I'm having an annoying time trying to make MySQL run with a large amount of buffer memory. I have 4Gb of RAM and 8Gb of swap and I need to increase the data size limit for the _mysql login class. Currently it's set to unlimited but it doesn't seem to be coming through to the _mysql login class:

$ ulimit -a
time(cpu-seconds)    unlimited
file(blocks)         unlimited
coredump(blocks)     unlimited
data(kbytes)         1048576
stack(kbytes)        8192
lockedmem(kbytes)    1101134
memory(kbytes)       3301268
nofiles(descriptors) 2048
processes            1310
$ whoami
_mysql

I need to increase the data limit as we're hitting the limits with the large InnoDB pool size.

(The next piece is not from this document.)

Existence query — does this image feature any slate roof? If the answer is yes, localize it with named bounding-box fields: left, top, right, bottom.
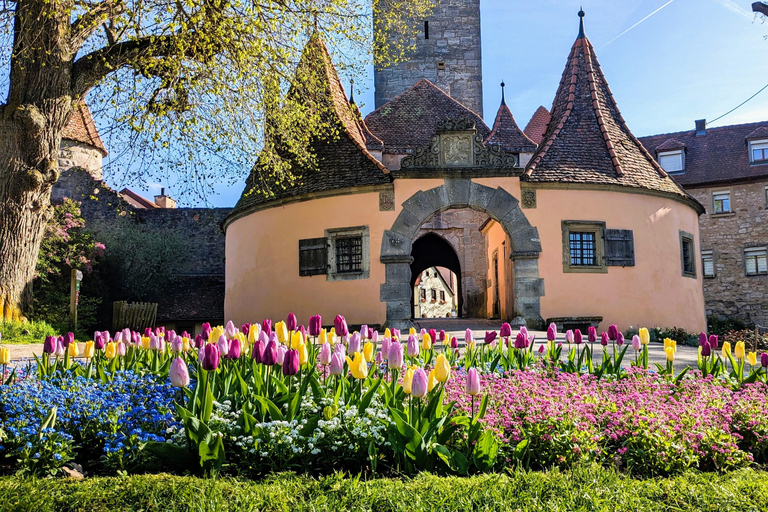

I must be doing something wrong but I can't see the obvious problem that I'm hitting. Help? I have a large InnoDB buffer pool configured and every time I fire up MySQL I keep getting this error:

# Starting mysqld daemon with databases from /var/mysql
090609 21:23:51  mysqld started
090609 21:23:51  InnoDB: Error: cannot allocate 1073758208 bytes of
InnoDB: memory with malloc! Total allocated memory
InnoDB: by InnoDB 14810216 bytes. Operating system errno: 12
InnoDB: Check if you should increase the swap file or
InnoDB: ulimits of your operating system.
InnoDB: On FreeBSD check you have compiled the OS with
InnoDB: a big enough maximum process size.
InnoDB: Note that in most 32-bit computers the process
InnoDB: memory space is limited to 2 GB or 4 GB.
InnoDB: We keep retrying the allocation for 60 seconds...

MySQL comes up but the innodb tables don't. This is the latest 4.5 release, upgraded yesterday, running the latest package of MySQL.

Haylp!

G.

--
Imagine there were no hypothetical situations.